Data Democratization: the Dream and the Disaster
What is data democratization?
Data democratization has become a business buzzword these last few years, but what does it mean? The basic idea behind this movement is allowing non-technical users access to company data. Instead of requesting a report or analysis from an internal data group, employees of all technical abilities can access data and perform their own analysis.
Why do this? The goal behind this shift is to address a few common business challenges. First, data democratization aims to eliminate silos of data within a business. By allowing free access to data across departments there are fewer 'territory wars' about who owns which dataset and how it can be used. The second issue data democratization tackles is long turn-around times. When a company has a centralized data group, that group’s to-do list tends to grow faster than they can manage. Delivery times start slipping. That report you asked for yesterday? Two months minimum until you see it. If everyone can work with the data, though, you're not waiting on a small group of analysts anymore. Thirdly, this shift is about getting relevant results. After all, who knows your department better than you do? In data democratization, the people asking the questions are the ones finding the answers. Thus, the dream of data democratization: fast, relevant results that you don't have to fight for.

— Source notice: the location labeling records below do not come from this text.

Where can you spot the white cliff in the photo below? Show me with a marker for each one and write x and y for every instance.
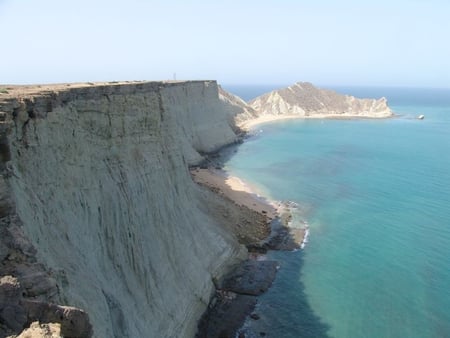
(304, 100)
(97, 178)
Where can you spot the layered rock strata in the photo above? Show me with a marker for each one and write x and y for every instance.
(95, 184)
(305, 100)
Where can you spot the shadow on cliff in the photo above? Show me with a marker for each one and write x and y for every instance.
(284, 311)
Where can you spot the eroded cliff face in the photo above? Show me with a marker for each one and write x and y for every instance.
(305, 100)
(96, 177)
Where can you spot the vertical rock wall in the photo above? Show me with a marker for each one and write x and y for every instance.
(98, 177)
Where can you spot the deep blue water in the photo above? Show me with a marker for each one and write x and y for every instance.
(376, 196)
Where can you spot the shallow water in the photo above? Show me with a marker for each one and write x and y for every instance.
(375, 194)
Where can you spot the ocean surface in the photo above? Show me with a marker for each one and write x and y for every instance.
(376, 197)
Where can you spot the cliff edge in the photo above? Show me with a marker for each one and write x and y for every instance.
(97, 198)
(305, 100)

So where can this go wrong? Data democratization at its most dismal is beyond frustrating! Opening the floodgates to data means massive duplication of effort across the organization. Let's walk through an example. Company DatDemo, Inc has recently launched a massive data democratization initiative.

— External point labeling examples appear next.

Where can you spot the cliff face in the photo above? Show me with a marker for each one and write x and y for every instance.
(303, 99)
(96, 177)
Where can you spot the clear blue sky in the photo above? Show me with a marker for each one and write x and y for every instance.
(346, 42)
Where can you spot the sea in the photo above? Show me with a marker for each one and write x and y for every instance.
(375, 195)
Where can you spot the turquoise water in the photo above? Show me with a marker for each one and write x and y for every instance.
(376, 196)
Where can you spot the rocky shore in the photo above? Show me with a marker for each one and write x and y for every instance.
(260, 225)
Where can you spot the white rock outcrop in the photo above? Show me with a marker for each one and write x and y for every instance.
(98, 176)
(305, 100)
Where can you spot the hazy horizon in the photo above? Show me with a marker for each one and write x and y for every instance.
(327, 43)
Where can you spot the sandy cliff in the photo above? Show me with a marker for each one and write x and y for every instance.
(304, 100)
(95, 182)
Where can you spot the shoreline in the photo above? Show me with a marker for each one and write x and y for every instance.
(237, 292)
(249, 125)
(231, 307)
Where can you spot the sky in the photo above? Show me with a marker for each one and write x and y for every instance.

DatDemo’s Marketing and Shipping departments both want to know how many orders are coming in. Thanks to data democratization, they don't have to ask for this report: they just build. Immediately, the company now has two reports trying to provide the same number. There's a problem beyond duplication of efforts, though: the reports don't match. The Marketing department’s report shows nearly 37% more orders each month than the Shipping department’s report. Which report is right? Well, whichever report was produced fastest and distributed the furthest. Truth in this scenario mimics an actual democracy in that it gets voted on.
Executives don't want two different numbers so they involve that original group of analysts to create a third report which doesn't match either of the first two. After investigation, it appears that Marketing was counting unique product id's for their order count while Shipping was counting unique tracking numbers. The order table lists accessories under different product ID’s so Marketing was overcounting the total orders when it counted the accessories separately. Meanwhile, Shipping was understating orders because DatDemo ships multiple items together on a single tracking number. Each department's assumptions were reasonable and ultimately incorrect.
Dividing the difference
Why did it all go so wrong? The scenario above occurs when companies leap into an open-data concept without first building a data governance policy, cleaning the data, preparing a data catalog, and establishing a centralized visualization solution. A data governance policy will dictate which users can access each dataset as well as how analyses are distributed and acted upon. Oftentimes, the centralized data group becomes a data review department responsible both for maintaining the data and reviewing analyses to ensure data is not being misinterpreted. Cleaning and documenting the data is also critical to your success. Behind the scenes of a database, fields can often be named in misleading ways that will lead your new report-developers astray. Creating a centralized dictionary of what each field is will help avoid those mistakes. Lastly, a centralized visualization platform such as Tableau or Power BI will help reduce redundant work if end-users are trained to search it before building new analyses.
Before taking the leap into a data democracy, make sure the shift will address your company's current issues. If you decide to go forward, put in the work: establish a data governance policy, clean and document your data sources, and invest in a modern visualization solution.